MPT-PE obtém condenação de empresa do setor farmacêutico por descumprimento da cota legal de aprendizagem

O Ministério Público do Trabalho em Pernambuco (MPT-PE) obteve decisão favorável em Ação Civil Pública (ACP) ajuizada contra a Comercial Drugstore Ltda., razão social da rede nordestina Farmácia Permanente, por descumprimento da cota legal de aprendizagem profissional. A sentença, proferida pela 1ª Vara do Trabalho de Caruaru, determinou que a empresa mantenha, de forma contínua, o percentual mínimo de aprendizes em seu quadro de pessoal e pague indenização por dano moral coletivo no valor de R$ 10 mil.
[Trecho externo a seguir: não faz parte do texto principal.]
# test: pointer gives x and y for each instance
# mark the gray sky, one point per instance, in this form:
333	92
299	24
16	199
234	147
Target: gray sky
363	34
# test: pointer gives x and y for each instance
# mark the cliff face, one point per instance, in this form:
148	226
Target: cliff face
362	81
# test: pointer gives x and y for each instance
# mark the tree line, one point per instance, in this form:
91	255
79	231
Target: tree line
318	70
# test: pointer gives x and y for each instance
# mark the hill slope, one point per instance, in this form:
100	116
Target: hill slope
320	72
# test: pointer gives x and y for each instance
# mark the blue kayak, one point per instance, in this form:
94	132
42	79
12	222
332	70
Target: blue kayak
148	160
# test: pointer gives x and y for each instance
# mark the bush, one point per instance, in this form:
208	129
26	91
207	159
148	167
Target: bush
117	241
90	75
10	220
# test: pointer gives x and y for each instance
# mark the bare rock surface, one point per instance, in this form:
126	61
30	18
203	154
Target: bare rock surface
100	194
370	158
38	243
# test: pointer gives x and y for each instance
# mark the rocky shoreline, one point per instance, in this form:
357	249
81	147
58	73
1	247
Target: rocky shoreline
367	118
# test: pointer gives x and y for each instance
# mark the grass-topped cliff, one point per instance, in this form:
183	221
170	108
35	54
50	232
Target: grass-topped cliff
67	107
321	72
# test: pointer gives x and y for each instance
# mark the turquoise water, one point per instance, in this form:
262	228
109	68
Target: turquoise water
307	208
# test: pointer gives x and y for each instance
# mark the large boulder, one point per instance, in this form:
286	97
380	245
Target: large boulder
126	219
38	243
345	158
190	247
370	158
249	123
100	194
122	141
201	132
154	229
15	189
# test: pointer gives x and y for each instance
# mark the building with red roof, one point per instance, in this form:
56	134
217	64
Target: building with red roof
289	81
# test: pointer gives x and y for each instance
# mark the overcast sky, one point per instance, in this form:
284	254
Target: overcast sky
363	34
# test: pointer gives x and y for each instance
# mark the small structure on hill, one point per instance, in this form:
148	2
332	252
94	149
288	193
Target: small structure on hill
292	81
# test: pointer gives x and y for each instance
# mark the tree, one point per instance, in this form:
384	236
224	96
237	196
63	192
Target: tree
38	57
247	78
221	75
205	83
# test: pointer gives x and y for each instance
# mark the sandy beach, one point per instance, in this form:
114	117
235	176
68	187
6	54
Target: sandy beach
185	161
A atuação do MPT-PE teve início após fiscalização da Auditoria-Fiscal do Trabalho, que constatou que a empresa não cumpria a cota mínima de aprendizagem prevista no artigo 429 da Consolidação das Leis do Trabalho (CLT). Mesmo após receber orientações administrativas, a Comercial Drugstore Ltda. permaneceu em situação irregular, o que levou ao ajuizamento da ACP.

Durante o processo, a empresa apresentou documentos demonstrando a contratação de três aprendizes entre as 29 pessoas empregadas em seu quadro funcional. A regularização posterior, no entanto, não afastou a necessidade da atuação judicial. A sentença determinou que a empresa mantenha o cumprimento da cota de forma contínua, evitando que a adequação se limite a uma medida pontual adotada após a fiscalização.

A Justiça do Trabalho também afastou o argumento de que determinadas funções deveriam ser excluídas da base de cálculo da cota. Segundo a decisão, a definição do percentual deve observar os critérios legais e a Classificação Brasileira de Ocupações (CBO), considerando as funções que demandam formação profissional.

DANO MORAL COLETIVO

A Comercial Drugstore Ltda. foi condenada ao pagamento de indenização por dano moral coletivo no valor de R$ 10 mil. Para a Justiça do Trabalho, o cumprimento posterior da obrigação não elimina a lesão causada à coletividade durante o período de irregularidade.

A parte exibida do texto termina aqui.